Today's reading, Day 62, Monday, April 14, 2025, Chapter 11, Section 134, Page 60 and 61, John Locke's "Second Treatise of Government with A Letter Concerning Toleration,"is at the bottom of the blog. All reading can be found in the opening section of the blog in numerical order. 
https://isaiah58ministries.blogspot.com/2025/04/7-john-locke-stogwalct-starting-chapter.htmlCHAPTER. XI.
PG here. Good Old John Locke is an extremely reliable source for the anointing of God, inspiration, and empowerment for the average person who just wants to live a peaceful, quiet life and have peace with his neighbor. 
1 Thessalonians 4:11-12
Amplified Bible, Classic Edition
11 To make it your ambition and definitely endeavor to live quietly and peacefully, to mind your own affairs, and to work with your hands, as we charged you,
12 So that you may bear yourselves becomingly and be correct and honorable and command the respect of the outside world, being dependent on nobody [self-supporting] and having need of nothing.

CHAPTER. XI. OF THE EXTENT OF THE LEGISLATIVE POWER. Sect. 134. THE great end of men's entering into society, being the enjoyment of their properties in peace and safety, and the great instrument and means of that being the laws established in that society; the first and fundamental positive law of all commonwealths is the establishing of the legislative power; as the first and fundamental natural law, which is to govern even the legislative itself, is the preservation of the society, and (as far as will consist with the public good) of every person in it. This legislative is not only the supreme power of the commonwealth, but sacred and unalterable in the hands where the community have once placed it; nor can any edict of any body else, in what form soever conceived, or by what power soever backed, have the force and obligation of a law, which has not its sanction from that legislative which the public has chosen and appointed: for without this the law could not have that, which is absolutely necessary to its being a law,* the consent of the society, over whom no body can have a power to make laws, but by their own consent, and by authority received from them; and therefore all the obedience, which by the most solemn ties any one can be obliged to pay, ultimately terminates in this supreme power, and is directed by those laws which it enacts: nor can any oaths to any foreign power whatsoever, or any domestic subordinate power, discharge any member of the society from his obedience to the legislative, acting pursuant to their trust; nor oblige him to any obedience contrary to the laws so enacted, or farther than they do allow; it being ridiculous to imagine one can be tied ultimately to obey any power in the society, which is not the supreme.

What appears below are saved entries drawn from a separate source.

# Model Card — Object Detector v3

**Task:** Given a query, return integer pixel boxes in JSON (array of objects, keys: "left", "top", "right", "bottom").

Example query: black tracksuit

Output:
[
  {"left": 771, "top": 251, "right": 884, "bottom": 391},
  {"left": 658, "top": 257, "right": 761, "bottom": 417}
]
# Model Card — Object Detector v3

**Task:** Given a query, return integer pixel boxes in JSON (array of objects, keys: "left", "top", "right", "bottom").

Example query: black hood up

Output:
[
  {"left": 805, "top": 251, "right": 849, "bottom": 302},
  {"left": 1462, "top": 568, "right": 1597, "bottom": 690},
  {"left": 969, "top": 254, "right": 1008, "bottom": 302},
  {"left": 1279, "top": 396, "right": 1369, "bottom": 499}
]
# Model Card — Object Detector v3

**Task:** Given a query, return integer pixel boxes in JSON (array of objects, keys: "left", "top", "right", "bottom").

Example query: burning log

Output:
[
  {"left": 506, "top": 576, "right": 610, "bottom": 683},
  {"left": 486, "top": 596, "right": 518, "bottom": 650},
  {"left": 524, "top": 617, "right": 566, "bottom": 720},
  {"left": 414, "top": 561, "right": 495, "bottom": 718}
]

 (*The lawful power of making laws to command whole politic societies of men, belonging so properly unto the same intire societies, that for any prince or potentate of what kind soever upon earth, to exercise the same of himself, and not by express commission immediately and personally received from God, or else by authority derived at the first from their consent, upon whose persons they impose laws, it is no better than mere tyranny. Laws they are not therefore which public approbation hath not made so. Hooker's Eccl. Pol. l. i. sect. 10. Of this point therefore we are to note, that such men naturally have no full and perfect power to command whole politic multitudes of men, therefore utterly without our consent, we could in such sort be at no man's commandment living. And to be commanded we do consent, when that society, whereof we be a part, hath at any time before consented, without revoking the same after by the like universal agreement. Laws therefore human, of what kind so ever, are available by consent. Ibid.)